By Mike Trovato
Security Legislation Amendment (Critical Infrastructure) Act 2021 (SLACI) - An Act to amend legislation relating to critical infrastructure, and for other purposes
As of December 2021, SLACI is now law. It was the first of two additions to the Security of Critical Infrastructure Act 2018 (SOCI Act) which initially only included four industry sectors. SLACI expanded the law to apply to 11 industry sectors, plus added notification requirements which do not align with, but are generally supportive of, the Notifiable Data Breaches (NDB) Scheme.
The second bill will start the consultation process shortly and contains additional requirements which could require significant effort for a regulated entity to comply with. Most of the obligations for the first bill still need to be ‘switched-on’ by the Minister for Home Affairs, with assets already proposed by the Cyber and Infrastructure Security Centre (CISC).
The first bill (SLACI):
Extends the definition of critical infrastructure from 4 to 11 sectors and extends the existing reporting requirements to those sectors.
Mandates timely cyber incident reporting for specified critical infrastructure.
Legislates government assistance measures (i.e., gather information, action requests, invention request) by providing powers to respond to security incidents which seriously prejudice Australia’s prosperity, national security, or defence.
The second bill will arguably have a bigger impact to regulated entities and looks to:
Introduce additional Positive Security Obligations and a Risk Management Program, which will be applied to entities responsible for critical infrastructure.
Introduce Enhanced Cyber Security Obligations, including vulnerability reporting and cyber incident response planning and exercises, for entities responsible for assets most critical to the nation (known as systems of national significance).

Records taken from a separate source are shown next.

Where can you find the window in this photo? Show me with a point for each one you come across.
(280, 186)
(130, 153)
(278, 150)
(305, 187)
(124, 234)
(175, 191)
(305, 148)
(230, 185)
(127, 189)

Critical Infrastructure owners and operators are required to report a cyber security incident if they are captured by the critical infrastructure asset definitions:
12 hours if having a significant impact on the availability of the asset (up to 84 hours in writing); or,
72 hours if having a relevant impact on the availability, integrity, reliability, or confidentiality of the asset.
These changes are likely to support better privacy though enhanced data protection and urgent notification, increasing the spotlight on assessment for CI and NDB purposes.